Like a half-full plastic bottle she floated on the ocean surface. She bobbed and tilted over the waves, not quite weightlessly, not quite violently either. She felt as though a piece of her chest cavity was being eaten away by termites as her anxiety was building in her passive position.
She didn't know where else to go or what to do, so she merely kept floating on the body board. Her husband was playing in the waves and every so often he would wave to her to make sure she was still okay. She waved back enthusiastically trying to prove that she was.

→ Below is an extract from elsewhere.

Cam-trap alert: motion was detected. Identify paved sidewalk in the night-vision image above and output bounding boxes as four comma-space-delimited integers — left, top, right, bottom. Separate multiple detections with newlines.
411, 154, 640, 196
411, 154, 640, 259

In actual fact, if she wasn't deathly scared of the ocean she would happily have kicked out to the deep until she was surrounded by nothing but blue. Maybe then she would have the clarity to think, to disappear or to do something. But on this dull grey day she would merely bob along in the shallows where her toes could still touch the sand, like a tether to the earth.
As a child she was as light as a feather, flying through the world in wide-eyed wonderment, soaring fearlessly through her small life. As a teenager she hungered for experiences, gathering and collecting memories as though they were objects to be put on display.
Looking back it seemed as though it was almost as if she burnt too bright, wanted too much. Today, at the tender age of 26 she felt empty, yet the weight of life dragged her down underneath the waves.
As she felt herself slipping bit by bit off the board below the cold surface of the water, her husband's head popped up beside her.
"Come catch a wave with me, I'll show you how," he said as he was already chasing the next swell.
She shuffled back on the board and attempted to surf along an oncoming wave. She didn't, instead she merely travelled with the bubbles for a few metres towards the shoreline. But she kept trying.
At least she was now moving with the ocean, a far cry away from being swallowed by it.